The idea that the end does not justify the means – that it’s not whether you win or lose, but how you play the game — has given way to winning at all costs.
Thankfully, efforts are being made – particularly, through rulemaking and rule enforcement — to rein in the unruliness and restore the old standards of sportsmanship.
Granted, referees of the reformation must resist the temptation to be pedantic with their penalties, but reasonable scrupulosity is to be applauded if it prevents injuries and discourages childish displays of petulance and narcissism.
The legal profession seems to have undergone a similar retrogression over the same period. In this field, too, we may be witnessing a revival of the rules of right behavior, thanks to justices who expect attorneys practicing in their courtrooms to respect the law as much as they do.

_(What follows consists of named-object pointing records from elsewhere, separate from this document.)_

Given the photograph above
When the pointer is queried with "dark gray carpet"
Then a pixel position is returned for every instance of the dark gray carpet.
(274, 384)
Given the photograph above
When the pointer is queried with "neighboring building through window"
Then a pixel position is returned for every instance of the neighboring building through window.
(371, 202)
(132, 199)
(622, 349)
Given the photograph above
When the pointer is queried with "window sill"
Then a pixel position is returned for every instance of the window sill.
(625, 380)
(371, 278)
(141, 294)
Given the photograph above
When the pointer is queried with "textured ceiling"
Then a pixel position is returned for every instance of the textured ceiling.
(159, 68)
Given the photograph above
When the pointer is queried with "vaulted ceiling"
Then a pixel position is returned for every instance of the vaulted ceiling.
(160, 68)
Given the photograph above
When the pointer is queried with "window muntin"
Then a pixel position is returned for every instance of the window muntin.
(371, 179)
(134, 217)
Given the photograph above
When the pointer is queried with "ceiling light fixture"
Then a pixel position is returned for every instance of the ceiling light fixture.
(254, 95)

Recently, on the recommendation of the Illinois Attorney Registration & Disciplinary Commission (ARDC), our State Supreme Court disciplined several attorneys who’d taken too broad a view of their rights and privileges.
Two of the worst offenders were Lawrence Hess and Bruce Alan Carr of East St. Louis and Valparaiso, Ind., respectively.
Carr helped Hess file a frivolous lawsuit against a pair of Hess’s former clients, apparently in an attempt to settle a fee dispute with a law firm Hess had worked for while representing them – and from which he’d been fired.
Carr was banned from practicing law for nine months, Hess for six. Both were ordered to reimburse the Client Protection Program Trust Fund for costs associated with the ARDC complaint against them.
The ARDC review board concluded that the suspensions were “necessary to protect the public and the integrity of the legal profession.” Exactly so.